= Ogeechee Technical College =

Location of Statesboro and Bulloch County within the State of Georgia.

Ogeechee Technical College (OTC) is a public technical college in unincorporated Bulloch County, Georgia, with a Statesboro postal address. It is part of the Technical College System of Georgia. OTC serves Bulloch, Evans, Screven and surrounding counties. It had an enrollment of 2,300 students in fall 2024.

==History==

State Senator Joe Kennedy was instrumental in the creation of Ogeechee Technical Institute, a post-secondary school that he hoped would educate and give job training to people in Bulloch County and the surrounding area. Ogeechee Technical Institute was created in 1987 by approval of the Georgia General Assembly. In 1989, Ogeechee Technical Institute became responsible for Adult Literacy throughout its service area. That same year, Practical Nursing, with a student body of twenty-five became the first credited program to be offered by the institute.
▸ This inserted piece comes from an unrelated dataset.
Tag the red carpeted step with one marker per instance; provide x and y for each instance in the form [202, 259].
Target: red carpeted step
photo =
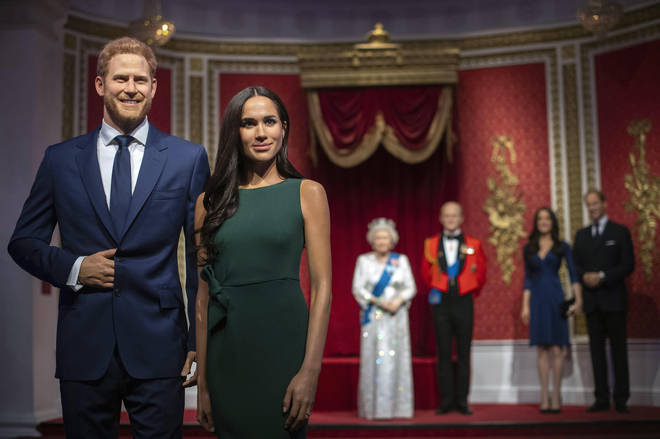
[337, 389]
[489, 420]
A new facility was completed in 1990, thereby allowing the school to begin offering more classes by the spring of 1991. In the Fall of 1999, Ogeechee Tech opened three new buildings. The expansion project included a Health Sciences building, Horticulture building, and a Childcare building.

Ogeechee Technical Institute changed its name to Ogeechee Technical College in 2000. The school is ranked 14th in size among the thirty-three technical institutes within the State of Georgia. It has been under state program standards developed by The Georgia Department of Technical and Adult Education since the first day of operation.